Angela Pellegrino: La vera solitudine non è stare da sola
Siamo egoisti e narcisisti quando parliamo della nostrasolitudine, secondo me. Io, per esempio, spesso la cerco, certo mi piace, anzi mi è necessario stare da sola, ma quella non è vera solitudine. Io la cerco e me la godo, nel senso che faccio ciò che voglio, se lo voglio e quando lo voglio, mangio se ne ho voglia, vado in giro per musei, parchi, strade, negozi ecc, mi godo la gente, la città, la folla. Quando sei da sola stai in silenzio, quindi inevitabilmente ciò che gli altri dicono, tu lo senti, e così conosci meglio un popolo, una città, anche ascoltando i discorsi in un ristorante, in un bus, in un museo, per strada. Io amo molto stare con amici, ma – soprattutto con alcuni – poi ho bisogno di ristorarmi la mente stando da sola, rilassandomi. Ma il mio ‘essere sola’ non è la vera solitudine: io mi parlo e mi rispondo, mi ascolto e rifletto, prendo tempo prima di decidere qualcosa . . . piuttosto é un essere libera.

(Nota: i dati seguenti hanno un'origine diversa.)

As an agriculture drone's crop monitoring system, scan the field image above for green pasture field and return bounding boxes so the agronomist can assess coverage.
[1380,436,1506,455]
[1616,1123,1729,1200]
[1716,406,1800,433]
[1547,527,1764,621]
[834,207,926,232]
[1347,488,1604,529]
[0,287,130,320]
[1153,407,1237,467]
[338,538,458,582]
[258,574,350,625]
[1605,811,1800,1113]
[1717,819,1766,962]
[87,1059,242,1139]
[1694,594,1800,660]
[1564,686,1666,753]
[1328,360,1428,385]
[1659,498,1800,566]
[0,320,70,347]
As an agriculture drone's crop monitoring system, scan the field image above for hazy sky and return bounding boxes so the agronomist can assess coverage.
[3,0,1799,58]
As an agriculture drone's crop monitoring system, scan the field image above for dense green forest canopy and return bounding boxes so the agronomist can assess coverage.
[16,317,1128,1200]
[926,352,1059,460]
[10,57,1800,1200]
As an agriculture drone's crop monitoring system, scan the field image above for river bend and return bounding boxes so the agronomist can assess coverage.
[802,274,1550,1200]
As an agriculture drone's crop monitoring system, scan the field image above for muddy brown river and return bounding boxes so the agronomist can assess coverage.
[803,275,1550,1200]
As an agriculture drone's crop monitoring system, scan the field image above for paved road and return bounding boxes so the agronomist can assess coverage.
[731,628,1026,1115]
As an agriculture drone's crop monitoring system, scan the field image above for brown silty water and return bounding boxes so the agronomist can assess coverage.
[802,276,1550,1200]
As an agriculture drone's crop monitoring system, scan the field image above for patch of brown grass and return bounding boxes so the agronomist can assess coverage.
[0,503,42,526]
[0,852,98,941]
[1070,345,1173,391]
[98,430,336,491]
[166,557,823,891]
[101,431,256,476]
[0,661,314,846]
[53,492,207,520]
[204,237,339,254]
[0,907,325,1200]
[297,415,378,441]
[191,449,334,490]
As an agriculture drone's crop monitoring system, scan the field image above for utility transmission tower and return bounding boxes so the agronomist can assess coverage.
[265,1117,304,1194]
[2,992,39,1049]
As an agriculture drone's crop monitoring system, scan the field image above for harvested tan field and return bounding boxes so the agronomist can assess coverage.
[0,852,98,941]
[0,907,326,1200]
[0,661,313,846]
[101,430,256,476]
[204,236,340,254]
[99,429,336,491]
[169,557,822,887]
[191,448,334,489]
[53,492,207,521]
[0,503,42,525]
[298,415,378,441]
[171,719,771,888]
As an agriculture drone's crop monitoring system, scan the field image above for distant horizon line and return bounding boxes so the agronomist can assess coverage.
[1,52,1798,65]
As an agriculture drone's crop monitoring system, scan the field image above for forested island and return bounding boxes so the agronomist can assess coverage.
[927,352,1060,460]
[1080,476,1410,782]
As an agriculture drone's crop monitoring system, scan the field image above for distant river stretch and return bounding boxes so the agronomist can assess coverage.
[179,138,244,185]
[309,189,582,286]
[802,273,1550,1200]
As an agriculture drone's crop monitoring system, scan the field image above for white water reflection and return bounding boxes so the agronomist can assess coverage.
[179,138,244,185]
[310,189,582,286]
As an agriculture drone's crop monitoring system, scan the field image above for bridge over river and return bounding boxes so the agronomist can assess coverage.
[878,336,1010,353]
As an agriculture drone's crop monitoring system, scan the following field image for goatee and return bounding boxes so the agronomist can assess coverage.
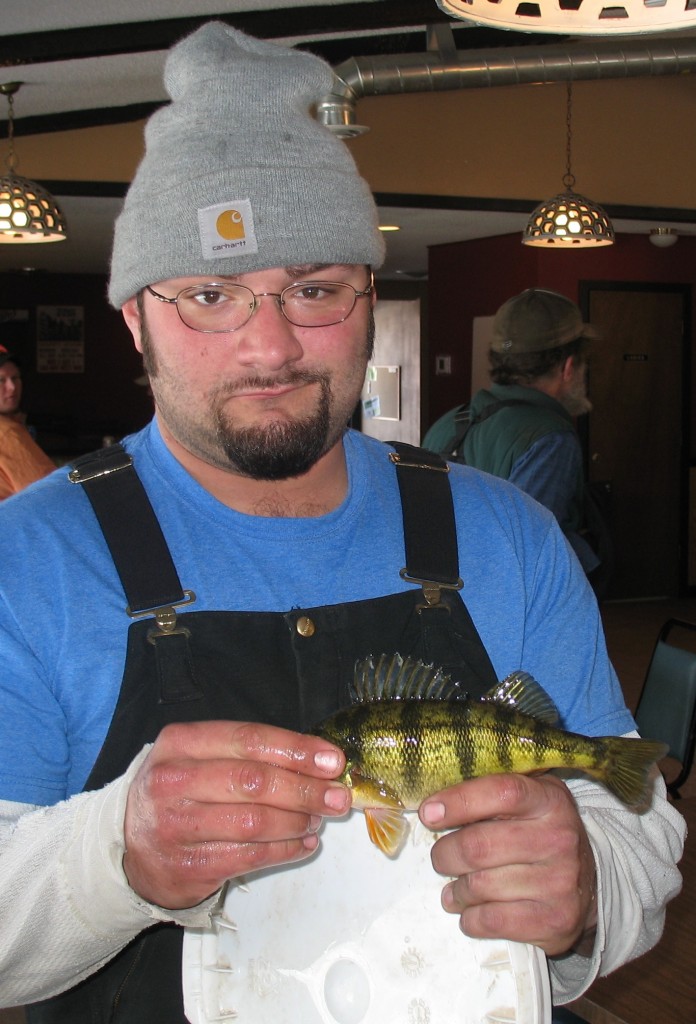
[215,371,334,480]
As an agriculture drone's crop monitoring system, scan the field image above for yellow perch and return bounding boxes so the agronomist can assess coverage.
[313,654,667,856]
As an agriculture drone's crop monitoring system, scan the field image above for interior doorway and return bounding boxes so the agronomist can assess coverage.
[579,282,690,601]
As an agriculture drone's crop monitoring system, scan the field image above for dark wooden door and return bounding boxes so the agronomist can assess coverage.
[582,285,688,600]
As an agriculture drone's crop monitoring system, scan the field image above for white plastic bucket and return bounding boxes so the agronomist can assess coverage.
[183,811,551,1024]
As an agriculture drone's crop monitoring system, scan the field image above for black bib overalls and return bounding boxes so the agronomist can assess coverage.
[26,443,497,1024]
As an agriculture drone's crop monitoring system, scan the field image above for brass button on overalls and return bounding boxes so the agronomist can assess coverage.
[296,615,316,637]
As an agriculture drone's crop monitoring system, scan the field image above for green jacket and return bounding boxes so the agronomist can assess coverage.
[463,384,576,480]
[423,386,606,582]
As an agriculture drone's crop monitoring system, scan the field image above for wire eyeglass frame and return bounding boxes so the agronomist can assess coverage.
[145,271,374,333]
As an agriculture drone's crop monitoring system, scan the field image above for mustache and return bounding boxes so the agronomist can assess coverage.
[221,370,328,394]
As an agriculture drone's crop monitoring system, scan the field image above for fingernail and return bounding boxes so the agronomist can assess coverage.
[324,784,350,812]
[441,882,454,910]
[421,801,445,825]
[307,815,322,834]
[314,750,342,773]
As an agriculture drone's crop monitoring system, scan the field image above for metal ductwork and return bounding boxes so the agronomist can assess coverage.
[317,33,696,137]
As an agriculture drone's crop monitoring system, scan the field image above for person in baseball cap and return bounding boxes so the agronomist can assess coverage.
[424,287,606,584]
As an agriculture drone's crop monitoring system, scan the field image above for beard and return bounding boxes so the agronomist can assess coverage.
[138,300,374,482]
[214,370,334,480]
[560,365,593,417]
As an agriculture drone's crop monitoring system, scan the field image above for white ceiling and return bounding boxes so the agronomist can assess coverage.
[0,0,693,281]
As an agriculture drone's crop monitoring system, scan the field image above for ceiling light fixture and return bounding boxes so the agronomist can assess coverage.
[522,81,614,249]
[436,0,696,36]
[0,81,67,244]
[378,224,401,232]
[649,227,678,248]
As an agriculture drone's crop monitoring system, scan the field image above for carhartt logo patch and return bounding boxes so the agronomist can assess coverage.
[198,199,258,259]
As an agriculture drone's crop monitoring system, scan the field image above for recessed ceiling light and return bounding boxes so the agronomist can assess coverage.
[379,224,400,232]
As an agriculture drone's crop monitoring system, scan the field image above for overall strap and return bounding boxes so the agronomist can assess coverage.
[70,441,464,616]
[388,441,463,607]
[68,444,192,617]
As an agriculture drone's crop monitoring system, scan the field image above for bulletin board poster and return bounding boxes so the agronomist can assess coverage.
[36,305,85,373]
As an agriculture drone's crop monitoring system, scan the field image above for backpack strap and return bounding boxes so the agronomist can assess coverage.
[68,444,195,620]
[447,397,534,461]
[388,441,463,607]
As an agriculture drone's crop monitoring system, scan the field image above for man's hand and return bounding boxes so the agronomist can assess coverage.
[419,773,597,956]
[123,720,349,910]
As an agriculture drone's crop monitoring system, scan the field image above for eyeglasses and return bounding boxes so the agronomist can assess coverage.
[145,272,374,333]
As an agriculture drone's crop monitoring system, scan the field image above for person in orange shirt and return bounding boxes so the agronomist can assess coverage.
[0,345,54,500]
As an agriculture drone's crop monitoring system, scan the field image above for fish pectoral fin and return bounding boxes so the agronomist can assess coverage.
[364,806,409,857]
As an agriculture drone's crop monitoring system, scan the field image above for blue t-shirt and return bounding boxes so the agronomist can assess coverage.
[0,422,633,805]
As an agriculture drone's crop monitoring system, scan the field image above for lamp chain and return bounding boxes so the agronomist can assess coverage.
[3,89,18,174]
[563,80,575,191]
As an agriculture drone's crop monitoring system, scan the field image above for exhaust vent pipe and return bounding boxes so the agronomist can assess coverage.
[316,35,696,137]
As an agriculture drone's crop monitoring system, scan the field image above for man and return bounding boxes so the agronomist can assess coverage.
[0,345,54,500]
[423,289,603,579]
[0,23,684,1024]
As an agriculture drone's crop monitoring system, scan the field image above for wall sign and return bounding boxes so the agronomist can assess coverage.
[361,364,401,421]
[37,306,85,373]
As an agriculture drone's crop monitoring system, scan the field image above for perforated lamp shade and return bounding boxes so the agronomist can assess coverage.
[522,80,614,249]
[0,81,67,243]
[522,186,615,247]
[0,173,67,242]
[437,0,696,35]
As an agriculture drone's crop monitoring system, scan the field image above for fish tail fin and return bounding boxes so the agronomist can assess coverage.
[594,737,668,809]
[365,806,410,858]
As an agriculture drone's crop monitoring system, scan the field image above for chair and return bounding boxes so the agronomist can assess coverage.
[634,618,696,799]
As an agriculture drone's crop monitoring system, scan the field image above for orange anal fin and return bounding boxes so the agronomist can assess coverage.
[364,806,409,857]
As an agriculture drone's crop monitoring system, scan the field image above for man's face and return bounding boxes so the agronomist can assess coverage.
[0,361,22,416]
[123,264,375,481]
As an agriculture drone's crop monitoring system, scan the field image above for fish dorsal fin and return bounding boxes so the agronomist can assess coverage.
[483,671,560,726]
[352,653,465,704]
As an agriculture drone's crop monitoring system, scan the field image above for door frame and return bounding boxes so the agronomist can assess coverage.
[578,280,692,596]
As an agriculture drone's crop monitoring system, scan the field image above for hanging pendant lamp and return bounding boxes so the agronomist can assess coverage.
[437,0,696,35]
[522,81,614,249]
[0,81,67,243]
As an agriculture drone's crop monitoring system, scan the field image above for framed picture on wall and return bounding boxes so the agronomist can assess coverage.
[36,305,85,373]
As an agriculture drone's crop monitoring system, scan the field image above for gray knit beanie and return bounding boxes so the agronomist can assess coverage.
[108,22,385,308]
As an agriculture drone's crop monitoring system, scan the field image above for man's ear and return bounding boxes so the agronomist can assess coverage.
[560,355,577,382]
[121,296,143,353]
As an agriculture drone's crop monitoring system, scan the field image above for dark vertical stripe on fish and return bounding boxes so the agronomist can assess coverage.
[401,700,425,798]
[458,705,478,779]
[496,707,515,773]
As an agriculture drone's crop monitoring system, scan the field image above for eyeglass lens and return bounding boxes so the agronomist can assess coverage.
[175,281,363,332]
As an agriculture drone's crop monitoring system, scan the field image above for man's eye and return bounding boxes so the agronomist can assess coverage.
[293,284,335,302]
[191,289,227,306]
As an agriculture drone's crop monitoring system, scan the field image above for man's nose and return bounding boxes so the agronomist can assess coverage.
[234,295,304,368]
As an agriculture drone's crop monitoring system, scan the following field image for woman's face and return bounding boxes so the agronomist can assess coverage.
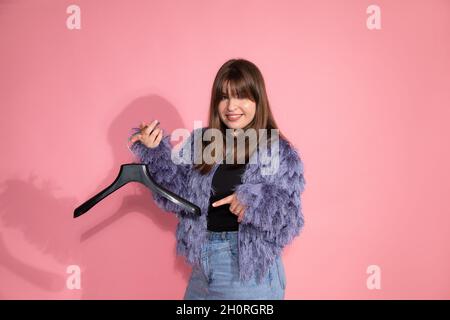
[218,85,256,132]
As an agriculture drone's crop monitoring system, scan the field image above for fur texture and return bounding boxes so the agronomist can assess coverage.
[129,126,306,283]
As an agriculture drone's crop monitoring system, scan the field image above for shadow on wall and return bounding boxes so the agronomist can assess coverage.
[0,94,196,299]
[0,178,80,299]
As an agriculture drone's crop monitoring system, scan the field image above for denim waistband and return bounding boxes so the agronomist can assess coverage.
[207,230,238,241]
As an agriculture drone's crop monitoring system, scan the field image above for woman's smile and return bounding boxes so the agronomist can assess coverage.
[225,113,243,122]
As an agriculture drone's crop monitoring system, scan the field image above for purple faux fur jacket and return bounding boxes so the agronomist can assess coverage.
[129,126,306,283]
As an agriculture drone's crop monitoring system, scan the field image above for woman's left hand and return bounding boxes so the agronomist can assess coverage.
[212,192,247,223]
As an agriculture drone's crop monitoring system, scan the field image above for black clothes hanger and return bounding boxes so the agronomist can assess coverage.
[73,163,200,218]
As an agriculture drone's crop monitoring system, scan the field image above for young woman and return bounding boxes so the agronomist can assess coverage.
[129,58,306,300]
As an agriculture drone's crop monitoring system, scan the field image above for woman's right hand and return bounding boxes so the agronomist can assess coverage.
[129,120,163,149]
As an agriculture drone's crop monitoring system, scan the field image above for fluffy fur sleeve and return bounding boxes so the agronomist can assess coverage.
[234,139,306,249]
[128,126,196,214]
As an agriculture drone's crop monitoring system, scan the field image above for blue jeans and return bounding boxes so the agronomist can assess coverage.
[183,231,286,300]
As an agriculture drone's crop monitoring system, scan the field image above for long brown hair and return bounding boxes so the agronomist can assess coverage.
[194,58,288,174]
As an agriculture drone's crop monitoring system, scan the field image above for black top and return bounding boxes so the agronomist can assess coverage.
[207,163,247,231]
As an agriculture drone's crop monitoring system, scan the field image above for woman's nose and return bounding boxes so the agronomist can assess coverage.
[226,98,240,111]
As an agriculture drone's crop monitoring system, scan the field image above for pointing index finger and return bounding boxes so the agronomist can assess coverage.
[212,194,234,207]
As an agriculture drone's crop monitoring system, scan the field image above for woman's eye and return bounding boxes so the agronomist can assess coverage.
[221,95,228,100]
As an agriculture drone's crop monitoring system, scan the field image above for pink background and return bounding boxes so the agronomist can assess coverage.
[1,0,449,299]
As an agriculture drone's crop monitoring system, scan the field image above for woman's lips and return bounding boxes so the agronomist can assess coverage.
[226,114,243,121]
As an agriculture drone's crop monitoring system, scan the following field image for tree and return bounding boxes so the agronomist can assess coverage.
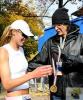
[23,0,83,18]
[23,38,38,59]
[0,1,43,59]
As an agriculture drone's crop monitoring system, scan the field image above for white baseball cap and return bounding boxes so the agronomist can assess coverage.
[10,19,34,36]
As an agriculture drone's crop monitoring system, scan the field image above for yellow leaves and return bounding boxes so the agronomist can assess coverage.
[0,15,4,24]
[0,0,45,36]
[28,19,43,35]
[0,12,24,27]
[0,1,45,58]
[9,13,24,23]
[4,2,43,36]
[15,3,43,35]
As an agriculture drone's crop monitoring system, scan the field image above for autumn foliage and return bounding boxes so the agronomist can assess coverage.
[0,1,43,58]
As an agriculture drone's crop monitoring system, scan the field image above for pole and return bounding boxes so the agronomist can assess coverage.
[58,0,63,8]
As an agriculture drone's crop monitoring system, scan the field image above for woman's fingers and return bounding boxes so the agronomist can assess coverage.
[38,65,52,75]
[33,65,53,78]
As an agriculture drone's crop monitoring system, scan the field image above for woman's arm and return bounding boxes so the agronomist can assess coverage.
[0,65,1,82]
[0,48,52,90]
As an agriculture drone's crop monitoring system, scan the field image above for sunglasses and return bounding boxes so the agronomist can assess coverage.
[16,29,28,39]
[22,33,28,39]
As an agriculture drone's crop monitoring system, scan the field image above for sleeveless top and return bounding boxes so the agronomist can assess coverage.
[3,44,29,91]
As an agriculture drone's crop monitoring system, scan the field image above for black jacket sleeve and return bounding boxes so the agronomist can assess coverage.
[61,34,83,74]
[27,41,49,72]
[61,53,83,74]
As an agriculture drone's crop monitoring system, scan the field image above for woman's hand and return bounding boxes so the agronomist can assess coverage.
[32,65,53,78]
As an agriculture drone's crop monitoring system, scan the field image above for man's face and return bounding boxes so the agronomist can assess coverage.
[55,24,68,37]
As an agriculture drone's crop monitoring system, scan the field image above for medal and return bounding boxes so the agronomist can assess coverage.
[50,85,57,93]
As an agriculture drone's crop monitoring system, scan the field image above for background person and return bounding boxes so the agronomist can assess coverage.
[27,8,83,100]
[0,19,52,100]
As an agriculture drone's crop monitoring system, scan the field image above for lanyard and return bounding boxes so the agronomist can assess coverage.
[57,37,65,62]
[52,37,66,76]
[57,45,61,62]
[60,37,65,49]
[50,36,66,93]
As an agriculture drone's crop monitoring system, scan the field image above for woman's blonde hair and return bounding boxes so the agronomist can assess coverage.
[0,25,12,46]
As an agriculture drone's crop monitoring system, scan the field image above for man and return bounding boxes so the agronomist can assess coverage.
[28,8,83,100]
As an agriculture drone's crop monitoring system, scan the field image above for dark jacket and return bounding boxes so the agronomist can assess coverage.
[28,23,83,100]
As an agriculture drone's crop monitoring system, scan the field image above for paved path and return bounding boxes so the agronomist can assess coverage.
[0,90,50,100]
[0,92,50,100]
[0,83,50,100]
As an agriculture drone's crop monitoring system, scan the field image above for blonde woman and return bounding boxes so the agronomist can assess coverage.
[0,20,52,100]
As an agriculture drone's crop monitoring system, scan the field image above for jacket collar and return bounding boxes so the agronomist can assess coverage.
[66,23,80,40]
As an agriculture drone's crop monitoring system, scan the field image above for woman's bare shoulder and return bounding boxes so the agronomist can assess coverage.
[0,47,8,59]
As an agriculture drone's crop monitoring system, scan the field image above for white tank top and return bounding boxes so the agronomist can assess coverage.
[3,44,29,91]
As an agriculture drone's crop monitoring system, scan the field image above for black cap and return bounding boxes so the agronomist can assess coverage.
[52,8,70,25]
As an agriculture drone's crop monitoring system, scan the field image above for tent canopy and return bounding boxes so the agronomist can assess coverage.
[38,16,83,52]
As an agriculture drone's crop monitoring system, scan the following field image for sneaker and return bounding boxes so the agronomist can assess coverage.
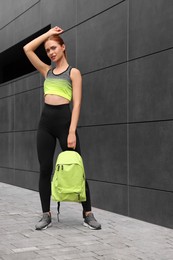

Il VERO ESSERE SOLI è quello che ti piomba addosso sotto forma di un missile che improvvisamente ti distrugge la casa e le tue cose e tutta la famiglia in cui vivevi, di tuo padre che sgozza tua madre e quindi, giustamente, va in galera, di un gommone da cui cadete urlando tutti e tu perdi la mamma che prima ti teneva abbracciato stretto, di bombardamenti continui che non ti danno mai più la pace, di avere tanta fame e sete e dover imparare a fare da solo, e magari hai pochi anni . . . e nessuno ti aiuta . . . e vedi i grandi correre, e allora ti metti a correre pure tu ma non sai dove stai andando . . . Poi magari c’è anche qualcuno che ti prende in braccio, ti dà da mangiare, ti cura, ma la tua mamma . . . le tue radici . . . tu stesso . . .
Enza Barbaria: La solitudine
Seduta sul pendio di me stessa Ti guardo e mi spaventi Non ti conosco Sei al margine del mio essere Ti distinguo Ci provo Non ti vedo Mi affanno nella corsa libera per raggiungerti e toccarti… Odo il tuo ghigno. Mi spavento, madre dei miei silenzi. Compari e mi perdo in ciò che sono. Tu che valorizzi e denigri il mio essere. Tu… serenità e delirio Tu… carezza e schiaffo Tu… pretesa e disperazione Mi vesti di abiti diversi Ed io delicatamente sorrido a ciò che sono… sola.